![]() |
|
|
#1 |
|
∂2ω=0
Sep 2002
República de California
103·113 Posts |
(First a bit of pedantic background, for the interest-reader but non-hardware-wonk who may be reading this:)
The x86 CPU architecture family is notoriously register poor - while things have gotten much better in 64-bit, it is still easy to run out of registers, especially if one is trying to manage instruction sequencing in order to maintain high throughput in the presence of higher-latency operations such as MUL. One major way the x86 ISA (instruction set architecture) helps mitigate the register-poorness is via "implied load", that is, allowing one of the inputs to most common arithmetic instructions be a memory reference. For example in GCC 32-bit inline-assemblerese, let's say I want to take a pair of SSE2 data x and y stored in registers xmm0 and xmm1 and do a simple radix-2 butterfly, producing outputs x+y and x-y. The constraint? This butterfly is competing for registers with other in-flight operations, thus I need it to be in-place, i.e. using just the 2 input registers, preferably without incurring a register spill. So here's one way - again note in GCC/AT&T syntax the source operand is leftmost and the destination is the right one: Code:
subpd xmm1,xmm0 // x -= y addpd xmm1,xmm1 // y *= 2 addpd xmm0,xmm1 // y += x Code:
subpd xmm1,xmm0 // x -= y mulpd (eax),xmm1 // y *= 2 addpd xmm0,xmm1 // y += x Or does it? Because if I were designing the microcode execution engine (MEE; not sure if there's a CS "standard initialism" for this chip functionality) for such an ISA, I would consider things like the following: [a] The (full 4-fold) code sequence has 4 such MULs, each invoking the same memory location; [b] A typical modern-day CPU architecture has many more "virtual" registers (both general-purpose and SIMD) than are visible to the coder, these are used for things like in-flight register-rename and speculative code execution. The obvious conclusion here is: the MEE should scan ahead for reused memory references in such implied loads, and whenever possible, load the memory datum into a virtual register, thus incurring just a single memory load. My question is: Do MEEs in modern-day Intel and AMD chips do such a thing? And if so, what kinds of constraints (e.g. depth-of-lookahead, number of distinct memory refs which can be cached at any one time this way) govern them? Are there any Intel or AMD engineers on this board who know? |
|
|
|
|
|
#2 |
|
P90 years forever!
Aug 2002
Yeehaw, FL
11101011001102 Posts |
I don't know the answer.
Some observations: 1) Haswell has twice the L1 bandwidth over Sandy/Ivy. Thus, unless you are doing an enormous number of load/store ops, there should be little or no difference between the microcode reloading 2.0 every time vs. cleverly putting 2.0 in a virtual register. 2) I've ceased all development of 32-bit FFT code. With sixteen registers, I often can keep constants in registers. 3) With Skylake, due next year, we will have 32 registers and 8 doubles in an AVX register. All the more reason to abandon 32-bit, 8 register development. Alas, Microsoft's assembler does not support the new instructions yet. |
|
|
|
|
|
#3 |
|
∂2ω=0
Sep 2002
República de California
103·113 Posts |
Thanks, George - I similarly have been doing exclusively 64-bit work, except for a brief bout of "restore 32-bit buildability" to allow me to actually build and run SSE2 code on my replacement 2008-9 Macbook Core Duo. I just used 32-bit mode for purposes of my tiny example, because anyone who has coded 32-bit assembly for x86 knows how register-starved that is. (And yet materially better than the pre-32-bit x86 CPUs - I know a couple older guys who love to tell war stories about those, along the lines of the classic Dilbert "A: We had to code using just 0s and 1s. B: They gave you 1s? C: Ha! We didn't even have 0s - we had to use Os" cartoon.)
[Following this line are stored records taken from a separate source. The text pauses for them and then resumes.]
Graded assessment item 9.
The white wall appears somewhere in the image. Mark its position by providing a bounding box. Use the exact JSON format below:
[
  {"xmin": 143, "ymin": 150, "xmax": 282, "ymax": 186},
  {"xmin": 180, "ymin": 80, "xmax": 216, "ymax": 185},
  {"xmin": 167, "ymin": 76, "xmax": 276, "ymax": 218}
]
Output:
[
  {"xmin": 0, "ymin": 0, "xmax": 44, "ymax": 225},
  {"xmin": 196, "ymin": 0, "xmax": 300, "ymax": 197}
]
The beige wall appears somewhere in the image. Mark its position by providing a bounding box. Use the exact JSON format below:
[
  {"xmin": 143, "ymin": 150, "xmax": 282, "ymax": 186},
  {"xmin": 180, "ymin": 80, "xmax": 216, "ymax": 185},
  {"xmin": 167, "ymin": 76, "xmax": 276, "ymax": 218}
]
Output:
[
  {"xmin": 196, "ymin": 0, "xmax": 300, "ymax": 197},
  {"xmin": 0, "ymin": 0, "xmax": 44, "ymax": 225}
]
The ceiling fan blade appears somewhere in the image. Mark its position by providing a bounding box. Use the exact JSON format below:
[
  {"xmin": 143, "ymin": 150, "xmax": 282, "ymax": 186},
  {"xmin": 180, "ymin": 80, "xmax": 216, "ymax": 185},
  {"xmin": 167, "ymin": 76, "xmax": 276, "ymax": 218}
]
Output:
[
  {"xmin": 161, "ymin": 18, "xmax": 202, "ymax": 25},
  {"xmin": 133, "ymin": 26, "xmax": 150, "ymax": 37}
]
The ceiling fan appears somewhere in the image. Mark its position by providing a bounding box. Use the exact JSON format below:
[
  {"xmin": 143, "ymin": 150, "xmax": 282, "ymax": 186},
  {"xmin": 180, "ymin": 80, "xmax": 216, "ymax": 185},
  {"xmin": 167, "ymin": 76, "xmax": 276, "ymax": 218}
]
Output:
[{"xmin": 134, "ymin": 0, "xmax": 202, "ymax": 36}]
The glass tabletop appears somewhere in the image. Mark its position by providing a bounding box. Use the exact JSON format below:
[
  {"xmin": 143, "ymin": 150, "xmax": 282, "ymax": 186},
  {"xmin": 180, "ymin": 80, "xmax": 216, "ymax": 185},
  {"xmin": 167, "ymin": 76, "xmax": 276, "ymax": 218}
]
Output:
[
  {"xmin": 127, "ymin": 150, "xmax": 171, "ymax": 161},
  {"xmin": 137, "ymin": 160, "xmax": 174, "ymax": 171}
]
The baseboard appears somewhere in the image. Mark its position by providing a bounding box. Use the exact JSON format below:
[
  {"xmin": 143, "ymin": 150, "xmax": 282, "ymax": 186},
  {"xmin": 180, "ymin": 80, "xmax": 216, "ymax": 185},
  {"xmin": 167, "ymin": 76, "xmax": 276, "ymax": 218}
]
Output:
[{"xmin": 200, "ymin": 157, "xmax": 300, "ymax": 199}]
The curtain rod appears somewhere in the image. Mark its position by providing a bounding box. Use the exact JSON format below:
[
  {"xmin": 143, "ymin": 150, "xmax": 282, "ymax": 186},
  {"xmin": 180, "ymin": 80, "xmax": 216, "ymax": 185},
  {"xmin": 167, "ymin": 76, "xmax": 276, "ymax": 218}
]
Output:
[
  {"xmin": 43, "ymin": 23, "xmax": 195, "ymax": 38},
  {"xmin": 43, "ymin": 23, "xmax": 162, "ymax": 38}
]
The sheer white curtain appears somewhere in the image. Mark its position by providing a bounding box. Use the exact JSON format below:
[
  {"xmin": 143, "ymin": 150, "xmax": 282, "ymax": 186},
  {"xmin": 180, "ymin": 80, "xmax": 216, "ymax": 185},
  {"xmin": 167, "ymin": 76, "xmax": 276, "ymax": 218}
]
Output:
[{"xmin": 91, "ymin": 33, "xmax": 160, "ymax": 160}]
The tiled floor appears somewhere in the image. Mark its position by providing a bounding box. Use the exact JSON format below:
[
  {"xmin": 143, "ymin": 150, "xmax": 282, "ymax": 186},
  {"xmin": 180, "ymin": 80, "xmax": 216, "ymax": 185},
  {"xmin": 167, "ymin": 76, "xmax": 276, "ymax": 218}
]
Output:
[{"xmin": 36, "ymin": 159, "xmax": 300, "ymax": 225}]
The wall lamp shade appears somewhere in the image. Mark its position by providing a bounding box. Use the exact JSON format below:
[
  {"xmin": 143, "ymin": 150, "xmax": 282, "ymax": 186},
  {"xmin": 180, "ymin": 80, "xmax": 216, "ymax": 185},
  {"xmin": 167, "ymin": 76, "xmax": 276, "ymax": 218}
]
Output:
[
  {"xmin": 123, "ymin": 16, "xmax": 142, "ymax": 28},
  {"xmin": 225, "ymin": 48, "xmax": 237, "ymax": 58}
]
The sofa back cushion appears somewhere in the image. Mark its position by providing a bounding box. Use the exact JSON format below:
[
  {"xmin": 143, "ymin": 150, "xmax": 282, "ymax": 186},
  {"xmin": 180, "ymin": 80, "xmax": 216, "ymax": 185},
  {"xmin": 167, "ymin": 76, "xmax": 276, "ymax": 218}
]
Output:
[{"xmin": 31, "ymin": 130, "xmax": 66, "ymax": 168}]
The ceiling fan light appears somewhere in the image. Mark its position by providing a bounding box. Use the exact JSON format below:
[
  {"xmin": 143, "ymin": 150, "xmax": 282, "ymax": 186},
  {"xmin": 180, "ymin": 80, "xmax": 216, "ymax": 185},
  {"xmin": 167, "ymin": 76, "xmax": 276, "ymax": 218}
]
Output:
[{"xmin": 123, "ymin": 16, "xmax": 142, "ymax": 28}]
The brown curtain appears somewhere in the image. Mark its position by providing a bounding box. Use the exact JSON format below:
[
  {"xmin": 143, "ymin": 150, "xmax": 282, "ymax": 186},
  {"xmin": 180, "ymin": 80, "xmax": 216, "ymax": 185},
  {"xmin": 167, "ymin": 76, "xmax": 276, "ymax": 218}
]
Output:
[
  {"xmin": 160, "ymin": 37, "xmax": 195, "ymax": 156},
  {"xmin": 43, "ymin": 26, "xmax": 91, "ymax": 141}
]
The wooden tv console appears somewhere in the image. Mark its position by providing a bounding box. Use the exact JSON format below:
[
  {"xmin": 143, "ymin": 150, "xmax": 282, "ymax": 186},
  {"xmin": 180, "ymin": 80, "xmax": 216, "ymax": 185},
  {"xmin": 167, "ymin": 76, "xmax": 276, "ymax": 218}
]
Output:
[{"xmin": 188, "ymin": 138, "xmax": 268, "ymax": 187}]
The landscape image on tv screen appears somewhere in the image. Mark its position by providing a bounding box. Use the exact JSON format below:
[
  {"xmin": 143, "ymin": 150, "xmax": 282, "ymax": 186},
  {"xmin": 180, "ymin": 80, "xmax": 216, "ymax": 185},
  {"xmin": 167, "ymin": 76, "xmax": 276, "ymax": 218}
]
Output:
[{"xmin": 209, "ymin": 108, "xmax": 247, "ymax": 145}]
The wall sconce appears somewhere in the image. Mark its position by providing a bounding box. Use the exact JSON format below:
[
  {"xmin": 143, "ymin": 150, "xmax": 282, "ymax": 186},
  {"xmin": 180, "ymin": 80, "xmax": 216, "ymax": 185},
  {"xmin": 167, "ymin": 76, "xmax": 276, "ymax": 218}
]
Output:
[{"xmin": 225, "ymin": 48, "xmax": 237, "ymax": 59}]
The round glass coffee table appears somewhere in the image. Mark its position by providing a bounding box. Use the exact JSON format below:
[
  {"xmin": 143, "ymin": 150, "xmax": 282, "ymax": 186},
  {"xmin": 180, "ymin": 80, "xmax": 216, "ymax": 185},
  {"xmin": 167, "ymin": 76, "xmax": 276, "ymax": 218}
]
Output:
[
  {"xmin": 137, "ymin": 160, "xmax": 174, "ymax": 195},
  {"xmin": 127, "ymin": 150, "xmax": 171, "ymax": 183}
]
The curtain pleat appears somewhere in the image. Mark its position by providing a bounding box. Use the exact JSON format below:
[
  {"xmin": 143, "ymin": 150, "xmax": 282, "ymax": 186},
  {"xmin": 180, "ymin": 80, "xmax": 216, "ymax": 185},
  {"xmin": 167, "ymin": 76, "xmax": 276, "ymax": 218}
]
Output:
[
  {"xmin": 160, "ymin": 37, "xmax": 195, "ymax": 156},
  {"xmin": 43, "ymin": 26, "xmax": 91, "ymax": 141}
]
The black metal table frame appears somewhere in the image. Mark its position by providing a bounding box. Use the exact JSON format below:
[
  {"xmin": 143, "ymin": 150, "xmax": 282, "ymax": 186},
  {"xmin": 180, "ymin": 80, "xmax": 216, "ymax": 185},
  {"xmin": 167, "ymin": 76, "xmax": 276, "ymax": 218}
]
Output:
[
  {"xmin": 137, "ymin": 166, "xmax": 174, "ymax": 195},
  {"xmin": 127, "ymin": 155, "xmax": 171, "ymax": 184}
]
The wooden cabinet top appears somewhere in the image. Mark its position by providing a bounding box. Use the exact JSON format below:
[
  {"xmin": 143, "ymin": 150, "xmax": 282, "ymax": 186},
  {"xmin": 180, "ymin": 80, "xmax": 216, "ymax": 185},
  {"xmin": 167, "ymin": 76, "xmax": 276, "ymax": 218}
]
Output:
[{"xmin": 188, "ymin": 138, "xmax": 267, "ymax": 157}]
This is an issue that has nagged at me for a while, today finally felt compelled to write about it - it would simply be nice to *know* yes or no, because Intel and AMD's being so coy about such fairly basic and coder-impacting aspects of their architectures leads to a huge amount of wasted "flying blind" time on the part of coders. Basically, I felt like whining. :) |
|
|
|
|
|
#4 |
|
Just call me Henry
"David"
Sep 2007
Cambridge (GMT/BST)
588010 Posts |
Do you have a source for this other than wikipedia?
|
|
|
|
|
|
#5 |
|
Tribal Bullet
Oct 2004
DD516 Posts |
If memory serves (haha) the x86 memory model is fully coherent; writes to memory by one processor are automatically visible to all others in the system at the time the write happens. While that doesn't preclude optimizing away redundant reads like you propose, the view of memory in one thread has to incorporate side effects produced by other threads.
The redundant load can also execute earlier in the pipeline than the point in the instruction stream where it appears, so you would also need logic to examine the address of the load and turn off the load removal if the addresses happen to be different. Plus if you really do two loads from the same address, the second will be in cache already and wouldn't have a long latency. I would think it unlikely there would be a big payoff in implementing this kind of optimization. Cache it yes, but not remove it entirely. |
|
|
|
|
|
#6 |
|
P90 years forever!
Aug 2002
Yeehaw, FL
2·53·71 Posts |
IIRC, Intel has not officially promised this but it was leaked at a developer conference. So, more than speculation but less than guaranteed.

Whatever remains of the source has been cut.